ブラインドの隙間から申し訳程度の光が差す。
今日は、彼と初めて再会したあのスタジオで仕事だ。しかし、事前準備は終えてしまった。彼の到着を待つ以外にやる事がない。
何とはなしに曇り空を見上げれば、ふとズボンのポケットに突っ込んだスマホが震える。画面には『レオくん』の4文字。スルーしても良いけれど、暇という大義名分が出来てしまった。仕方なく、通話をタップする。
「なに、レオくん」
「うわ、いつもの星野だ」
「悪い? それより早く用件言って」
「いや、月永さんとはどうかと思ってな。上手くやれているか?」
苦笑と共に、そんな質問が返ってくる。こんなに他人へ興味を持つような奴では、なかったはずだけれど。なんと返しても彼は満足しなさそうだから、思い切っていちばん動揺しそうなことを言ってやることにした。
「色々話をして、恋人未満の関係になったよ」
「へぇ、良かったじゃないか。じゃあ、月永さんがお前の探してた人だったんだな」
「…………驚かないの?」
飄々とした声で、「全く驚いていない」と言うレオくん。どうして、そんな簡単に受け入れられるのだろう。前世の恋人を探し続けていることだけ、レオくんには伝えていた。その正体が男で、しかも親密な関係になったことを知った上で、どうしてこんなにも簡単に。自然と、奥歯を噛みしめる。
「そういや、星野……」
「用件それだけなら、切るね」
「え、ちょっ!?」
何かを言いかけたレオくんなどお構い無しに、通話を切る。彼がかけ直してくることはなく、沈黙したスマホをまたポケットにねじ込んだ。ようやく静かになったと思った空間には、雨音が混じっていた。窓を見れば、ガラスに雫が伝う。

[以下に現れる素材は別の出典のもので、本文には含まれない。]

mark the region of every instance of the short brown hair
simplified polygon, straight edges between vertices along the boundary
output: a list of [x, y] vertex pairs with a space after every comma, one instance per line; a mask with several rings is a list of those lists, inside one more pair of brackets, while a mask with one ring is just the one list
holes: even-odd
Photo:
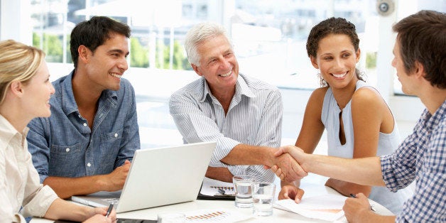
[[423, 10], [393, 25], [406, 73], [421, 63], [432, 86], [446, 88], [446, 14]]

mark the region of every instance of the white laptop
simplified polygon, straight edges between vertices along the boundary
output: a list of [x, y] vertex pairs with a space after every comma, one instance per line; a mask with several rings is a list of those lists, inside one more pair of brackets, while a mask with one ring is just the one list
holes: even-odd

窓越しの冷気に溜息を吐いて、自分の空っぽな手を見つめる。つい昨日、ヤトのことを抱きしめたこの腕。
軽い気持ちで、看病に向かっただけで。
熱に浮かされた彼の夢だったと、儚く残るだけで良かったのに。彼が前世の記憶を持っていると確信した途端に、愛しさが溢れて。運んだベッドの上で引き留められた時には、悪い感情が浮かんでしまった。
『大好きなのに、ずっと苦しいんだよ』
ヤトがそう思っているだろうって、心のどこかで分かっていた。それで、ずっと知らないフリをした。繕えば、せめてヤトにこれ以上傷を作らないで済むと。
あんなに暗い赤色に染めてしまったのも、笑顔を奪ったのも、きっとオレなのだ。明るかったヤトが、淡々と苦しさを吐き出す様を見るのは辛かった。いっそ突き放してくれたら、お互い楽になれるかもしれない。
『もう一度、恋人未満から始めよう』
それでも、ヤトは乗り越えてそう言ってくれた。思わず彼の優しい体温に触れてしまったら、もうダメだった。抑えていたものを、全部溶かされて。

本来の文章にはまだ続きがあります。